I’ve recently read Marcos Lopez de Prado’s great book on “Advances in Financial Machine Learning”.
I’ve learnt quite a few things and I would like to share some improvements I made.

Doing cross-validation properly is something that greatly affected my model selection process and improved my confidence in my models.

He suggests making best use of the data we have and do cross-validation the following way:

  1. Split you dataset into N splits (6 in this example)
  2. Take all possible combinations of k splits as validation set (k=2 in this example)
  3. Use the rest of the data as training set.

By splitting the data into N=6 splits and using and using k=2 splits as validation set, you end up with 15 valid combinations of train/validation sets.
He argues, when data in the splits are independent and non-overlapping validation on data that preceeds training data is a valid process. In our case the eras in the numerai training data are non-overlapping.

You can download and tweak my code here:

Yes, it takes a lot of time to train these models, but at least you can trust the results.
Have fun!
Feedback is welcome!


It’s a common practice for time series analysis to make sort of some lagged features like price of the security a month ago. I don’t know how long, but it’s safe to have some gap between training and validation set, I guess.
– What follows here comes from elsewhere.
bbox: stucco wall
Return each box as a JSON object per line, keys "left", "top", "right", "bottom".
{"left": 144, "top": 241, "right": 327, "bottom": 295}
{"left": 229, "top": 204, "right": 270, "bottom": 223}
I don’t have any hard evidence that the dataset is overlapping in terms of eras though. It’s just my speculation.

The code I shared has the parameter “embargo”. That’s the minimum gap between train and validation.
I’ve tried a couple of values, but it doesn’t have any significant effect. Seems like the eras are not overlapping.

1 Like

Hi nyuton,

Your groups (G) are divided using next eras: 1-30 (G1), 31-60, 61-90, 91-120, 121-132 and 197-212 (G6).
What do you think about having the same number of eras in every group? 1-25 (G1), 26-50 (G2) …

Or even more, having the same number of rows in every group? First eras have less rows, thus, G1-G2 groups could contain more eras than G3-G4 groups, but the number of rows will be close enough between groups.


Hi JackerParker,

my splits are somewhat arbitrary, you are right. I wanted to split the validation eras into different splits, so that I have a score on the numerai validation set. That’s the reason, why I chose these splits.

More gouprs would give better granuality, but this is already too time consuming. CV with random forests can run for hours on my computer.

Feel free to tweak it!
I wanted to share the idea and the base code, but there is certainly some room for improvement!